Der Kellerverschlag in dem Mehrfamilienhaus im Stadtteil Bockenheim sollte neu vermietet werden, wie die Polizei am Montag mitteilte.

Als der Hausmeisterservice den Kellerraum leer räumte, traten die menschlichen Knochen zutage.

Herbeigerufene Kripobeamte bestätigten, dass es sich mit hoher Wahrscheinlichkeit um echte menschliche Knochen handelt.

Die Identität des oder der Toten war zunächst unklar, die Kriminalpolizei nahm Ermittlungen auf.

"Da ist wirklich nichts mehr dran"

Auch wie und wann genau das Skelett in den Keller gelangt war, könne man aktuell noch nicht sagen. Das erklärte eine Sprecherin der Polizei im Gespräch mit dem "Spiegel".

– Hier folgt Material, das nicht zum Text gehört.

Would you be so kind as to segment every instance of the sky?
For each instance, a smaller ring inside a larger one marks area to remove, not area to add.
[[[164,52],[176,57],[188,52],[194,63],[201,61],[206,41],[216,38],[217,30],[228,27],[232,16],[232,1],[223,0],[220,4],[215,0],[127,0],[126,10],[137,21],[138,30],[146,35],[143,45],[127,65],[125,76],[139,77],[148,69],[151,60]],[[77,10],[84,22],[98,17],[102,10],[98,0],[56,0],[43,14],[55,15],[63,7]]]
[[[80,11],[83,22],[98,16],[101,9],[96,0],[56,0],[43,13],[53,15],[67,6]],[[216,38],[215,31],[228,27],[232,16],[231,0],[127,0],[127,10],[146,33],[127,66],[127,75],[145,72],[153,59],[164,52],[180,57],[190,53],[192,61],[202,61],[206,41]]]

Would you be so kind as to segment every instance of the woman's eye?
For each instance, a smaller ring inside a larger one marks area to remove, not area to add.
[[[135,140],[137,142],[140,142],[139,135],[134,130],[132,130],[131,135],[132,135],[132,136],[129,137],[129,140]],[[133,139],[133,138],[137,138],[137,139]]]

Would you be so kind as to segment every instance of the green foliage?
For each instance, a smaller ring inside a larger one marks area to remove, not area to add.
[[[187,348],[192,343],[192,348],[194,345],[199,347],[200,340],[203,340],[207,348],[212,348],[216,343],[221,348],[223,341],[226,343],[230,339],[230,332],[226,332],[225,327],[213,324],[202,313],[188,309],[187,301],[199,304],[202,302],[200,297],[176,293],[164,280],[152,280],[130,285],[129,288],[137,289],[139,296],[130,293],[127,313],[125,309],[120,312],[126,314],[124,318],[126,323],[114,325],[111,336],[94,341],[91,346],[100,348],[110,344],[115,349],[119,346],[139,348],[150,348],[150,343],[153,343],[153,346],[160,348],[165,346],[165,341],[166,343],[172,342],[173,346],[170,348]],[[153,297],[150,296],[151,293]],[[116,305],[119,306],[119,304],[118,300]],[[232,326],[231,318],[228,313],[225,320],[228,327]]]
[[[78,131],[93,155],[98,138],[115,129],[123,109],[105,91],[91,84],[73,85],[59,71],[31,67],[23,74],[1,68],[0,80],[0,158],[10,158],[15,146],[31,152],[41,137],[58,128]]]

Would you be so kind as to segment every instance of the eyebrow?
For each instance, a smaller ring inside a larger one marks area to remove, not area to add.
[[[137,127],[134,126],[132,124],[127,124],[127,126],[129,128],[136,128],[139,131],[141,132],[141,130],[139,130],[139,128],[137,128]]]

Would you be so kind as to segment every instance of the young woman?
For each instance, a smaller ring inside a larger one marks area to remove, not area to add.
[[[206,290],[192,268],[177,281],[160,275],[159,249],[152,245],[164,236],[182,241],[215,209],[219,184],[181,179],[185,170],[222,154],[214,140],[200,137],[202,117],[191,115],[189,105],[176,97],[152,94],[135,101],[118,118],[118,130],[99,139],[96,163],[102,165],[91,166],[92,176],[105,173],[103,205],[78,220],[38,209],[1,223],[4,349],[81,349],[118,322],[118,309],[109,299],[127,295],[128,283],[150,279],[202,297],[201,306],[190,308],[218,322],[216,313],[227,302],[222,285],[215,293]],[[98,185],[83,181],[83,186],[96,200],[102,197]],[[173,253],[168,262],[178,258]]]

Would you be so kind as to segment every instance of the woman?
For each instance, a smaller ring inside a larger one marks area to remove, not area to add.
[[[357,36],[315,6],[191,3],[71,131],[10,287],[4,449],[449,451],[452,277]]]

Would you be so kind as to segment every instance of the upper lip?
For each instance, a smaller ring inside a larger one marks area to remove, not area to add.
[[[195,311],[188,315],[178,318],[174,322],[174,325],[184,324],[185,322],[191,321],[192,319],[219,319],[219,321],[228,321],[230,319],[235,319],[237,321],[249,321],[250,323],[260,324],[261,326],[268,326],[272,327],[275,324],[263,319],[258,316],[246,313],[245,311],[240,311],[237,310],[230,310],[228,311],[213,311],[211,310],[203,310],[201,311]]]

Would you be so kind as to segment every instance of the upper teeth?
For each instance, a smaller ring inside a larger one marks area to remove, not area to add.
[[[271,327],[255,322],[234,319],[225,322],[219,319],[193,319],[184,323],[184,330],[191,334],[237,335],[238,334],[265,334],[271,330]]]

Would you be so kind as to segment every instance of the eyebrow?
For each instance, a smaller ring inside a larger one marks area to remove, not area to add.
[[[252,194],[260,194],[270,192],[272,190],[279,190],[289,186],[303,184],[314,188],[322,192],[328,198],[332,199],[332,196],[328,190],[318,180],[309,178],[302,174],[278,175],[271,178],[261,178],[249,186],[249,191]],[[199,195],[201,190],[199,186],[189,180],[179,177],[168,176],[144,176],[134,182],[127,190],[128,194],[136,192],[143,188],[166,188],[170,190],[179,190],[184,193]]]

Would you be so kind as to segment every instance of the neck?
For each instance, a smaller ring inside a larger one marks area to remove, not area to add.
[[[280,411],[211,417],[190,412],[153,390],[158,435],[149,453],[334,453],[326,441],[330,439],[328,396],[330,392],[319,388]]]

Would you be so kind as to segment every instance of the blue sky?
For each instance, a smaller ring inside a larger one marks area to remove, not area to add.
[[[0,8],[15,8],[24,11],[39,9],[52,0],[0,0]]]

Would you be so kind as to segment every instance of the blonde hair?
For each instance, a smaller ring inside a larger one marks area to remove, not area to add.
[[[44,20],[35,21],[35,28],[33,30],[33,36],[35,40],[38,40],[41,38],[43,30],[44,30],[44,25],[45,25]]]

"Das war so ein Keller, wo jeder seinen Mist abgeladen hat, um den sich dann keiner schert", so die Beamtin weiter.

Der Kellerraum sei demnach frei zugänglich gewesen und nicht regelmäßig kontrolliert worden.

Allerdings deute der Zustand der Knochen darauf hin, dass das Skelett schon seit einigen Monaten, vielleicht sogar Jahren in dem Keller gelegen habe. "Da ist wirklich nichts mehr dran", so die Polizeisprecherin.

Die sterblichen Überreste soll nun in der Rechtsmedizin begutachtet werden. (thp)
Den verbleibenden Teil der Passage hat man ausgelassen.